Employment Law Update
Welcome to our monthly Employment Law Update – helping you stay on track and compliant!
This month, we look at what’s new with: the 48 hour working week opt-out; statutory Maternity Leave; discretionary bonuses and more...
UK to lose 48 Hour Opt-Out
The European Parliament has voted against the UK's opt-out from the 48 hour maximum working week. This would mean that employees will no longer able to work more than 48 hours per week (over a 17 week period). To adhere with this, the Working Time Regulations may now have to be amnended, but do note that the opt-out will stay in place until 2012.
Further rounds of negotiations are to be held with the EU employment ministers, but the Government is being encouraged by employers and the Confederation of British Industry's (CBI) to pull out all stops to retain the opt-out.
These amendments would ban people from choosing to work more than 48 hours per week, and should be rejected by MEPs. Nobody should be made to work more than 48 hours per week. But many people want to work longer hours, and at the moment they have the right to opt out of the maximum working week. We think that people can make this decision for themselves, and don’t need MEPs to make it for them.John Cridland, CBI Deputy Director-General
Disability Discrimination & Reasonable Adjustments
The following case takes a look at when an employer may be exempt from the duty to make reasonable adjustments for disability.
The candidate, who was being interviewed for a new post at a PCT, claimed that reasonable adjustments were not made for dyslexia at the time of her interview. The Employment Tribunal agreed with the candidate, but the PCT later appealed and was successful in doing so - as the case was remitted to another Tribunal to be re-considered.
The PCT argued that under the Disability Discrimination Act 1995, the duty to make reasonable adjustments does not occur when the employer is not aware and could not be expected to be aware that the person has a disability and is likely to be at a disadvantage.
The EAT stated that for this defence to be accepted, an employer must be able to show:
- they did not know that the disabled person had a disability;
- they did not know that the disabled person was likely to be at a substantial disadvantage compared with persons who are not disabled;
- it could not reasonably be expected to know that the disabled person had a disability; and
- it could not reasonably be expected to know that the disabled person is likely to be placed at a substantial disadvantage in comparison with persons who are not disabled.
Delay in plans to extend statutory Maternity Leave
Plans to extend statutory maternity pay to 52 weeks and to introduce an entitlement to up to 26 weeks’ paternity leave (at which part would be paid) have been delayed.

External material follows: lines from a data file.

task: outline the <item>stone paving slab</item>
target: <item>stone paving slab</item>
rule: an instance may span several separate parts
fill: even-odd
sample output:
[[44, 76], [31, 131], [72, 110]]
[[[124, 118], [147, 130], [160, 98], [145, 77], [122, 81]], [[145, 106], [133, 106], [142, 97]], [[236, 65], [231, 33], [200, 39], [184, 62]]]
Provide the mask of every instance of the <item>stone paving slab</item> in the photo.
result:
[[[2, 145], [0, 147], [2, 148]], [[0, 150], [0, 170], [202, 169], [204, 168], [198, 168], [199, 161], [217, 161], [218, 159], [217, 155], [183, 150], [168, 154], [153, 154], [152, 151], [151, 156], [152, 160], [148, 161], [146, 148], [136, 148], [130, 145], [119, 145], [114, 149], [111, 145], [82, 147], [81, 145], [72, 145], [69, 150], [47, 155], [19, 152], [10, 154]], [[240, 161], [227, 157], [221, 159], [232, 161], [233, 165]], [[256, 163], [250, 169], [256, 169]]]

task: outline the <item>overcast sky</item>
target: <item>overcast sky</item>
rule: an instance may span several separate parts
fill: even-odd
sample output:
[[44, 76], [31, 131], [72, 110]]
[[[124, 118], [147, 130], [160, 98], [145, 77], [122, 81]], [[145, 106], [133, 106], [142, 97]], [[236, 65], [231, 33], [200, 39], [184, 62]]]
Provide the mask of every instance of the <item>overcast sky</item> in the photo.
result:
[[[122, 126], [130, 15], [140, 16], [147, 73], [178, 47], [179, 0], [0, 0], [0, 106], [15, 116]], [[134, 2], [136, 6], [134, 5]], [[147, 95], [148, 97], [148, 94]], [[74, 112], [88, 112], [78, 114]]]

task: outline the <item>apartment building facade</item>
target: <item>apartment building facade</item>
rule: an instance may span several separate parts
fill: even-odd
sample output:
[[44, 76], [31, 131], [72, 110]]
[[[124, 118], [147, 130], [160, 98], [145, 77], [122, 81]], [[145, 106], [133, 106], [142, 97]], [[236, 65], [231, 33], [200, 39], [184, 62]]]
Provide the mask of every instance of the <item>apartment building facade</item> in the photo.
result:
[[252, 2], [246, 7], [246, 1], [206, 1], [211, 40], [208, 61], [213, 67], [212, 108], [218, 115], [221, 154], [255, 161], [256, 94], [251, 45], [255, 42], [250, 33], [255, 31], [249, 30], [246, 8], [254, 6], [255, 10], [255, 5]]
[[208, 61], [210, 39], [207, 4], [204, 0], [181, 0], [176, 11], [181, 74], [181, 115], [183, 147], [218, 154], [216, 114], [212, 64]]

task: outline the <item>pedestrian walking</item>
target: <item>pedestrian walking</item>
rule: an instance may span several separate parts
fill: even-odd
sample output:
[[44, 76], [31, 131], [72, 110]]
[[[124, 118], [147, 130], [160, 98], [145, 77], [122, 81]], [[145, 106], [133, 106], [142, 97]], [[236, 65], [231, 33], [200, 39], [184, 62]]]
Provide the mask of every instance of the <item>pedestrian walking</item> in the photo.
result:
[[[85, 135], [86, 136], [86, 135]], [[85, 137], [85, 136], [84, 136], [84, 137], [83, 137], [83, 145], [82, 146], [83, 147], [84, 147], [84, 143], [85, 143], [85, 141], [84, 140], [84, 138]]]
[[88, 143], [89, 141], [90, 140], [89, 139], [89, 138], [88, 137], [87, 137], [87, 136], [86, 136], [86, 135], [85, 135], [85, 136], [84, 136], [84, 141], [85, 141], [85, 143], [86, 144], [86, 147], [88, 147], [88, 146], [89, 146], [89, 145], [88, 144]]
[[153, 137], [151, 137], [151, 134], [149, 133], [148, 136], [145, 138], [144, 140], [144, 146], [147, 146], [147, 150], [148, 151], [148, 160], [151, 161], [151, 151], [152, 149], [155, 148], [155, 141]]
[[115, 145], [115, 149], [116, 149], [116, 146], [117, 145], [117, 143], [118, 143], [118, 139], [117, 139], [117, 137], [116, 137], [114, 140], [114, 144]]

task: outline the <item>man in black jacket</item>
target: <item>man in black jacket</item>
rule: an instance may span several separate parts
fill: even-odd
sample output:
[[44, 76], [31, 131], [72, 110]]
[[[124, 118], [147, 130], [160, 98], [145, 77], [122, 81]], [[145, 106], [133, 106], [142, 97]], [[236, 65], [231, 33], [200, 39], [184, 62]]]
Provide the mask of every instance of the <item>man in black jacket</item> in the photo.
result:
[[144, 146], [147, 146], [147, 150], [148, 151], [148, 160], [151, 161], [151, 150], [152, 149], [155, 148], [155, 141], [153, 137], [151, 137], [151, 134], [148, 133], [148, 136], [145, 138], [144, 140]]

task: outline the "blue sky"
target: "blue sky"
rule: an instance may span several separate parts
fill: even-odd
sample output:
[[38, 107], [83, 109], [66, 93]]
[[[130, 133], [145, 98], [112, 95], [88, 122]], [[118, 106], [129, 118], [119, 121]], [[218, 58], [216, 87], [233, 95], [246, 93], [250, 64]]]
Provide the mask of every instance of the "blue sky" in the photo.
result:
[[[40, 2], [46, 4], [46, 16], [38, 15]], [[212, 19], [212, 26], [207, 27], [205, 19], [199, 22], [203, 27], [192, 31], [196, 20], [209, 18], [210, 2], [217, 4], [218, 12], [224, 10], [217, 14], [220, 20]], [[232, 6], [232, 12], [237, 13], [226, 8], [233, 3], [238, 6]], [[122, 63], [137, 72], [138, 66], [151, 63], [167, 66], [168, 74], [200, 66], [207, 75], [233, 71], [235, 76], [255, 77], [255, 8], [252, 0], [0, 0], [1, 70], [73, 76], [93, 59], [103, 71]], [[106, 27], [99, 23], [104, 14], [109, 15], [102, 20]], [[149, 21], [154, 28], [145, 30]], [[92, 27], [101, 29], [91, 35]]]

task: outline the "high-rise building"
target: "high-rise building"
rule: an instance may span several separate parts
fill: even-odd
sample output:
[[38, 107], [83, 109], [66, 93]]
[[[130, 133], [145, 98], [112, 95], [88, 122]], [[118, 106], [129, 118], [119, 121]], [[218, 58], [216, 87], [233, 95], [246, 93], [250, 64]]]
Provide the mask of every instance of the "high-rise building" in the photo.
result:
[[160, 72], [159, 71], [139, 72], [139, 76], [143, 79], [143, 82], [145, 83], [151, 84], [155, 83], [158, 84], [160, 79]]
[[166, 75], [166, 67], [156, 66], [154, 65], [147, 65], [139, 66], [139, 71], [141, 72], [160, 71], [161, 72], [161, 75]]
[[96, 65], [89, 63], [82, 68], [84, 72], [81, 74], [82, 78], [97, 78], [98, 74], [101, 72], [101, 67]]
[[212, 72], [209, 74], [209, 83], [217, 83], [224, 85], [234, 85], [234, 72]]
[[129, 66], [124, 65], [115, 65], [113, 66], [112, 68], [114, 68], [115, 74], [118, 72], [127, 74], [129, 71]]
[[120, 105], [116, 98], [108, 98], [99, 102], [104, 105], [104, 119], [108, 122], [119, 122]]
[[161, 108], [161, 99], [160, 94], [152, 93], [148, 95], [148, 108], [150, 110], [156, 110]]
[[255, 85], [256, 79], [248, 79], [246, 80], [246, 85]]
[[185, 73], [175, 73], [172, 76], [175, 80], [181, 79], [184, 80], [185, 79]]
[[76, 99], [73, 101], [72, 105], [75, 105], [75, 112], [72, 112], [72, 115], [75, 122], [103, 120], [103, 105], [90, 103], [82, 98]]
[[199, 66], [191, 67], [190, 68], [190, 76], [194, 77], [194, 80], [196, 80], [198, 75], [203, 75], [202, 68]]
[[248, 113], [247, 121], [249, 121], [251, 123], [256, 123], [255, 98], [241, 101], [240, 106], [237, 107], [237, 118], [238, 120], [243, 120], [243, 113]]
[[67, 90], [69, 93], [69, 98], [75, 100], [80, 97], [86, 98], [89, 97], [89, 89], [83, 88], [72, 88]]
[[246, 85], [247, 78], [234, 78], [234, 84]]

The Government had originally planned to have this in place by 2010, but now there is talk that the change could be delayed for an indefinite period.
And Finally... Discretionary Bonuses
A warehouseman claimed for unlawful deductions from wages as performance-related bonuses had not been paid. The case lost at the employment tribunal stage, so the employee decided to appeal to the Employment Appeal Tribunal (EAT) and was successful.
The employer had described the bonuses as “discretionary” in the Staff Handbook, and added “they are not intended to be contractual”. The EAT concluded that it’s that straightforward as the employee may think, because some “discretionary” could be referring to:
- the provision of an overarching bonus scheme;
- a decision each year to operate a bonus scheme;
- the method of calculation of bonus;
- the threshold which triggers a bonus or;
- whether a percentage of salary (and if so, what percentage) will be paid.
The EAT also pointed out that the bonus has been regularly paid over many years and decided that this could mean a contractual entitlement developed over time.
Remember... in all cases where the employer has the right to exercise its discretion, it must act reasonably and in good faith.